Esta noche incendiaré la carroza, como me lo habéis pedido.
Y
miró de soslayo a los guardianes. Pudo ser una ilusión, pero me pareció ver que
el señor y esos hombres cambiaban sonrisas de inteligencia.
–Observad
bien. Esta carroza, como sabéis, es la que siempre acostumbro usar. Dentro de un
instante ordenaré que le prendan fuego, y os mostraré las llamas del Infierno.
Dicho
esto el señor miró de nuevo a los guardianes, y prosiguió en tono áspero.
–Dentro
de la carroza se ha atado a una mujer. Al arder el carruaje, esa mujer perecerá,
sufriendo los tormentos del Infierno. Se quemarán su carne y sus huesos: será el
modelo exacto que necesitáis para terminar el Biombo. No perdáis detalle cuando
se derrita su carne, blanca como la nieve. Tampoco dejéis de ver cómo los negros
cabellos se transforman en chispas y se elevan hacia el cielo.
El
señor se interrumpió; una sonrisa silenciosa le sacudía los hombros.
–Será
un espectáculo nunca visto –dijo–. Yo también estaré presente. Vosotros, apartad
la cortina para que pueda verse a la mujer.
Uno
de los sirvientes se acercó a la carroza, y mientras con una mano sostenía la antorcha
levantó con la otra la cortina. La antorcha, crepitando, pareció arder con más fuerza
en ese instante; y cuando iluminó el reducido interior de la carroza, se vio a una
mujer que parecía atada en forma brutal. Esa mujer… ¿Quién no la reconocería? Sobre
el lujoso kimono de ceremonia de las damas de la corte, bordado con motivos de cerezos,
caían sus largos brazos y negros cabellos adornados con sashi de oro que despedía
intensos destellos. Esa mujer, que aquella noche lucía atavíos tan distinguidos
y había sido atada y amordazada, esa pequeña mujer de perfil modesto y triste, era
la hija de Yoshihide. Al reconocerla ahogué un grito.
En
ese momento, el samurái que tenía adelante de mí se levantó rápidamente, y con la
mano en la katana miró a Yoshihide. Sorprendida, miré a mi vez en esa dirección
y vi cómo Yoshihide, seguramente sobrecogido de espanto por lo que acababa de ver,
se había levantado de un salto y agitando los brazos intentaba correr hacia el carruaje.

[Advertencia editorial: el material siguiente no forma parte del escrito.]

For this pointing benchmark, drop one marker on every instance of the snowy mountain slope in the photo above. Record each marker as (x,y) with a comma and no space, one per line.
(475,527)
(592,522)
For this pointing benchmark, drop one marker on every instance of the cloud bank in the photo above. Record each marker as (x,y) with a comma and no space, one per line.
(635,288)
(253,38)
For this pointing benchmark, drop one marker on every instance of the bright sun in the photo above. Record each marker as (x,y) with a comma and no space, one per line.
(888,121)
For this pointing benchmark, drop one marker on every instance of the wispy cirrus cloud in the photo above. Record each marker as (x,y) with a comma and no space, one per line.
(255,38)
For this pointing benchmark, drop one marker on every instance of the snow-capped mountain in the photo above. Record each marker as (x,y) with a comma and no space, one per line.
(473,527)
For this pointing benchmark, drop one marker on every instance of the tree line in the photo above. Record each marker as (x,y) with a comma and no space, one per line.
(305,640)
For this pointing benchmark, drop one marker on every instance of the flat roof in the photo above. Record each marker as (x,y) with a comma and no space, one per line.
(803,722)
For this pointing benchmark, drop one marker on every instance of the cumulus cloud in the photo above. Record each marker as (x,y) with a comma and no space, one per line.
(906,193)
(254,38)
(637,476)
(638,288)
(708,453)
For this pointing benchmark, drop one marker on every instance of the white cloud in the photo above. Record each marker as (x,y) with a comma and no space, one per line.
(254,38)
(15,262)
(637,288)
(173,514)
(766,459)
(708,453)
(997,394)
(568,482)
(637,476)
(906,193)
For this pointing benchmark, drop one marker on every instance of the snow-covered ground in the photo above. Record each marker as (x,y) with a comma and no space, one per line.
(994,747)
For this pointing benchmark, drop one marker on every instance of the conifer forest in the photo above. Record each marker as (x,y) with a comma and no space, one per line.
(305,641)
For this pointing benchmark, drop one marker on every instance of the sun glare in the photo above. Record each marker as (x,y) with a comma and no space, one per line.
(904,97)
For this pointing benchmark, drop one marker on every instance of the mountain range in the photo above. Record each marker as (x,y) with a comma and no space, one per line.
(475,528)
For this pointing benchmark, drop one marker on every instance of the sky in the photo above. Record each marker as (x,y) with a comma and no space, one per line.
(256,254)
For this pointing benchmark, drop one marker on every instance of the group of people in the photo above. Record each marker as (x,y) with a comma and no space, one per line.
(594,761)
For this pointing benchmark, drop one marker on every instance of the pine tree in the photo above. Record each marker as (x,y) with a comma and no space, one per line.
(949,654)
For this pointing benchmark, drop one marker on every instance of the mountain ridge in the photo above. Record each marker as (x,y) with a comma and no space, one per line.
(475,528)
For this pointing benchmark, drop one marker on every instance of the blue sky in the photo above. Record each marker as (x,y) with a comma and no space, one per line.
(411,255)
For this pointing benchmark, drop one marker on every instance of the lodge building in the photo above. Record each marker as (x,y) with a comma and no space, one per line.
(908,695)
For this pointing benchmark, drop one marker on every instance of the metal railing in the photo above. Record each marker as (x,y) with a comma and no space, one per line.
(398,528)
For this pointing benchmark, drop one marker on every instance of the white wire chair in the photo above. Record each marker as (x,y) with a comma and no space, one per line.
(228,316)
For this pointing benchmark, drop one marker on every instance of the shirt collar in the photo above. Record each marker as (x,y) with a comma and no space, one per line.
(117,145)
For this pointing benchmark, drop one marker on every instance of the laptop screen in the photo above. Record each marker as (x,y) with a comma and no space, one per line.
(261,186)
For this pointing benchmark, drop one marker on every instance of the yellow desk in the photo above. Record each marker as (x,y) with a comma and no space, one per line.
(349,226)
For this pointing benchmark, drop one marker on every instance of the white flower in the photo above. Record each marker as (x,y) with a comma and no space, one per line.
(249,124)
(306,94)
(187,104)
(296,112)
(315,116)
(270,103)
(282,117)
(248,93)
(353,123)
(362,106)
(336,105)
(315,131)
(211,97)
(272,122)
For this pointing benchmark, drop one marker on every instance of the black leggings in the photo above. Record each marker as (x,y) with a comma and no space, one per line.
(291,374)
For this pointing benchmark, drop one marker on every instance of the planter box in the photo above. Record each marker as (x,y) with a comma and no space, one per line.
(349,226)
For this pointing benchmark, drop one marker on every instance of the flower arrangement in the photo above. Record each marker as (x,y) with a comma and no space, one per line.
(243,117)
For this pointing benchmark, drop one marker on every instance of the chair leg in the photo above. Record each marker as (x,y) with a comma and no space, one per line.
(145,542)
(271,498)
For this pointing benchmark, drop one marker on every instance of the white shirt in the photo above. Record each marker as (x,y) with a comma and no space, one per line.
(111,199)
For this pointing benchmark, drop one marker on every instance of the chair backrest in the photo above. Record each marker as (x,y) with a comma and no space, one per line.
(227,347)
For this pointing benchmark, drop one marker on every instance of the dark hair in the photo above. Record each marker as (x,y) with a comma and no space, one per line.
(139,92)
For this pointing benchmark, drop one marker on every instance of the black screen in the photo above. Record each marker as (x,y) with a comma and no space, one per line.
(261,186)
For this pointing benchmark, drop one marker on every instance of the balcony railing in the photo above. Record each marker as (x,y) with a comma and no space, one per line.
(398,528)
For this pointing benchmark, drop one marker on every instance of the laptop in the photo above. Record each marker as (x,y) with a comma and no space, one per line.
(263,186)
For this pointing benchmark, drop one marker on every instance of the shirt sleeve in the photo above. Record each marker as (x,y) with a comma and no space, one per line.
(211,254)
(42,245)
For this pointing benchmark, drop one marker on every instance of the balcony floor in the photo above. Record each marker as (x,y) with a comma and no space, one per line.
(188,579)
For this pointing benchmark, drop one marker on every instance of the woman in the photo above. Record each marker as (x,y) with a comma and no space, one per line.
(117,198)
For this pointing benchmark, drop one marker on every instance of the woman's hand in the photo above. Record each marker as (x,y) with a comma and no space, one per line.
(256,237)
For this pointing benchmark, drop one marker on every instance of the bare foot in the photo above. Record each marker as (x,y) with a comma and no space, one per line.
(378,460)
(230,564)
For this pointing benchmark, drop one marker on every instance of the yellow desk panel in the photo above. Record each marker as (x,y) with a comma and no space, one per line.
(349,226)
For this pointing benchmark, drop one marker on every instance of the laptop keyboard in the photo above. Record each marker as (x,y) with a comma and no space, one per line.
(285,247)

No le vi ninguna expresión, debido a la oscuridad y a la distancia.
Esta
escena duró contados segundos. Un violento resplandor iluminó a Yoshihide –que parecía
flotar atraído por una fuerza invisible–, y mostró la palidez mortal de su rostro.
La
carroza ya era presa de las llamas cuando Yoshihide quiso correr en auxilio de su
hija. El señor había dado la orden, y los sirvientes habían arrojado las antorchas
dentro de la carroza.
XVIII
El fuego se propagó
rápidamente. Los flecos violáceos que bajaban del techo ardieron de un solo golpe,
y por debajo de ellos salía un humo blanquecino, mientras las cortinas, las mangas
del kimono y los adornos metálicos del cielorraso se consumían con increíble rapidez.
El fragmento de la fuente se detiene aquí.